In [1]:
import numpy as np

In [2]:
name = ['Alice', 'Bob', 'Cathy', 'Doug']
age = [25, 45, 37, 19]
weight = [55.0, 85.5, 68.0, 61.5]

In [4]:
# create a simple array using an expression like this
x = np.zeros(4, dtype=int)

In [5]:
# We can similarly create a structured array using a compound data type specification:
# Use a compound data type for structured arrays
data = np.zeros(4, dtype={'names':('name', 'age', 'weight'),
                          'formats':('U10', 'i4', 'f8')})
print(data.dtype)

[('name', '<U10'), ('age', '<i4'), ('weight', '<f8')]


In [7]:
# Now that we’ve created an empty container array, we can fill the array with our lists of values
data['name'] = name
data['age'] = age
data['weight'] = weight
print(data)

[('Alice', 25, 55. ) ('Bob', 45, 85.5) ('Cathy', 37, 68. )
 ('Doug', 19, 61.5)]


In [8]:
# Get all names
data['name']

array(['Alice', 'Bob', 'Cathy', 'Doug'], dtype='<U10')

In [9]:
# Get first row of data
data[0]

np.void(('Alice', 25, 55.0), dtype=[('name', '<U10'), ('age', '<i4'), ('weight', '<f8')])

In [10]:
# Get the name from the last row
data[-1]['name']

np.str_('Doug')

In [None]:
# Using Boolean masking, we can even do some more sophisticated operations, such as filtering on age:
# Get names where age is under 30
data[data['age'] < 30]['name']

array(['Alice', 'Doug'], dtype='<U10')

1. Exploring Structured Array Creation


In [13]:
# Structured array data types can be specified in a number of ways. Earlier, we saw the
# dictionary method:
np.dtype({'names':('name', 'age', 'weight'),
           'formats':('U10', 'i4', 'f8')})

dtype([('name', '<U10'), ('age', '<i4'), ('weight', '<f8')])

In [14]:
# For clarity, numerical types can be specified using Python types or NumPy dtypes instead:
np.dtype({'names':('name', 'age', 'weight'),
          'formats':((np.str_, 10), int, np.float32)})

dtype([('name', '<U10'), ('age', '<i8'), ('weight', '<f4')])

In [15]:
# A compound type can also be specified as a list of tuples:
np.dtype([('name', 'S10'), ('age', 'i4'), ('weight', 'f8')])

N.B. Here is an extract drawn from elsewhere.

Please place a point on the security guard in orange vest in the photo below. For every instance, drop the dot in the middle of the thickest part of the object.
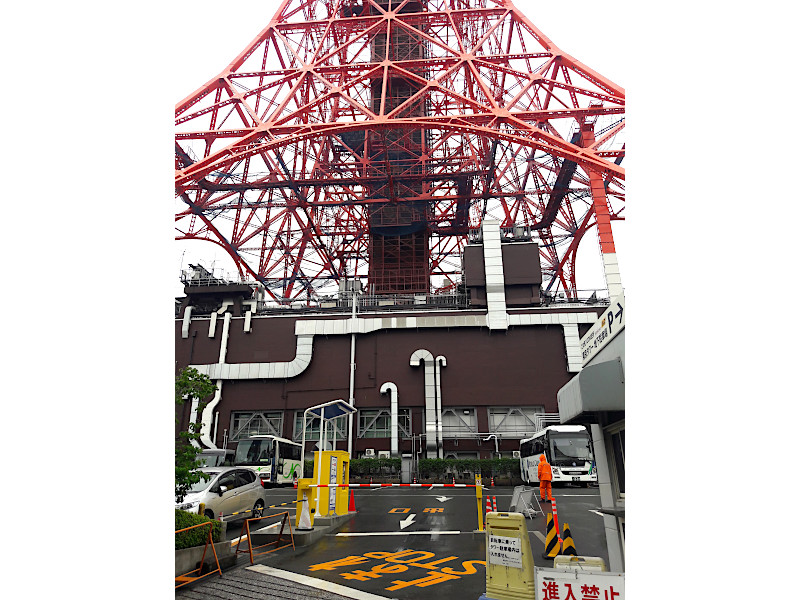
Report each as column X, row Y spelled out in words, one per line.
column 545, row 479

dtype([('name', 'S10'), ('age', '<i4'), ('weight', '<f8')])

In [16]:
# If the names of the types do not matter to you, you can specify the types alone in a comma-separated string:
np.dtype('S10, i4, f8')

dtype([('f0', 'S10'), ('f1', '<i4'), ('f2', '<f8')])

2. More Advanced Compound Types

In [18]:
tp = np.dtype([('id', 'i8'), ('mat', 'f8', (3, 3))])
# creates a custom data type (tp) for a structured array.

# It has two fields:

# 'id': a 64-bit integer ('i8')

# 'mat': a 3x3 matrix of 64-bit floats ('f8', (3, 3))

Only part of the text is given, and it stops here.